One reason for allied reluctance to engage on military space issues in public is that, with the exception of France and the United Kingdom, many European countries traditionally have been either deeply uncomfortable with, or downright opposed to, the concept of warfighting in space — especially offensive action. Indeed, in an August 2019 speech, NATO Secretary General Jens Stoltenberg found it necessary to declare that NATO’s declaration of space as an allied operational domain was “not about the militarization of space.”

The public policy released today makes no such caveat, but does signal that there remains some cracks between the allies on military uses of space.

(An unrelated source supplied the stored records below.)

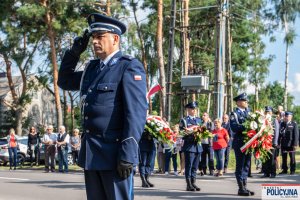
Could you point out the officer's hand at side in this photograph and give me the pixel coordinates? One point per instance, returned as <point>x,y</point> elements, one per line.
<point>80,43</point>
<point>124,169</point>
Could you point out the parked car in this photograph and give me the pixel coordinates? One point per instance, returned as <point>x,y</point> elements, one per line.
<point>4,155</point>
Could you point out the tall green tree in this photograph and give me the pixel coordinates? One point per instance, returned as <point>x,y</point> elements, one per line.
<point>18,45</point>
<point>285,13</point>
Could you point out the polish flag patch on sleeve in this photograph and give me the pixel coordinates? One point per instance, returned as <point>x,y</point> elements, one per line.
<point>137,77</point>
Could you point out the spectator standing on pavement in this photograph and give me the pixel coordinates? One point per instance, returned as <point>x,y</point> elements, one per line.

For example, the policy explains that the North Atlantic Council — NATO’s decision-making body that at its highest level involves heads of state — will need to approve any options “across the conflict spectrum to deter and defend against threats to or attacks on Allies’ space systems.” It adds that in the meantime, allies “should develop a common understanding of concepts such as the role of space in crisis or conflict.”

European Union countries are holding their own annual high-level space conference next week that will include several sessions on defense-related issues, as well as a keynote by French Defense Minister Florence Parly. 

France now holds the rotating office of EU president. At a meeting of EU defense ministers Jan. 12-13, Parly called for the development of a European strategy for space “security and defense” as part of the so-called Strategic Compass effort the 27 EU members launched in 2020 aimed at crafting a stronger, European defense policy independent of the United States — which a number of European leaders now see as an unstable ally. In recent years, Parly’s boss, French President Emmanuel Macron, has taken several potshots at NATO and is viewed in some circles as pushing for the EU to wrest influence away from the alliance.

“The adoption of the ambitious, concrete Strategic Compass is a top priority for the French Presidency of the Council of the EU in terms of defence, and a contribution to the development of European sovereignty,” the French government said in a press release following the defense ministers meeting.